Unnamed: 0,Quote,Author,Tags
0,“The world as we have created it is a process ...,Albert Einstein,"change,deep-thoughts,thinking,world"
1,"“It is our choices, Harry, that show what we t...",J.K. Rowling,"abilities,choices"
2,“There are only two ways to live your life. On...,Albert Einstein,"inspirational,life,live,miracle,miracles"
3,"“The person, be it gentleman or lady, who has ...",Jane Austen,"aliteracy,books,classic,humor"
4,"“Imperfection is beauty, madness is genius and...",Marilyn Monroe,"be-yourself,inspirational"
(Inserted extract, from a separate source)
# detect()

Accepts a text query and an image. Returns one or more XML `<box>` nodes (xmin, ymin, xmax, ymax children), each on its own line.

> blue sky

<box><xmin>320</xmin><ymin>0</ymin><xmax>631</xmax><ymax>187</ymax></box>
## Step 5: Storing Data in CSV
After collecting the data, i structured it into a pandas DataFrame and exported it as a '.csv' file. This makes it easier to analyze and use for future tasks like data cleaning and modelling.

In [None]:
df.to_csv('quotes.csv' , index=False)

In [None]:
from google.colab import files
files.download('quotes.csv')

<IPython.core.display.Javascript object>

<IPython.core.display.Javascript object>

## Conclusion
I successfully scraped quotes, authors, and tags from 'quotes.toscrape.com', navigated pagination, and stored the data in a structured CSV format using 'pandas'.

This data can now be used for text analysis, author statistics, or NLP projects in future tasks.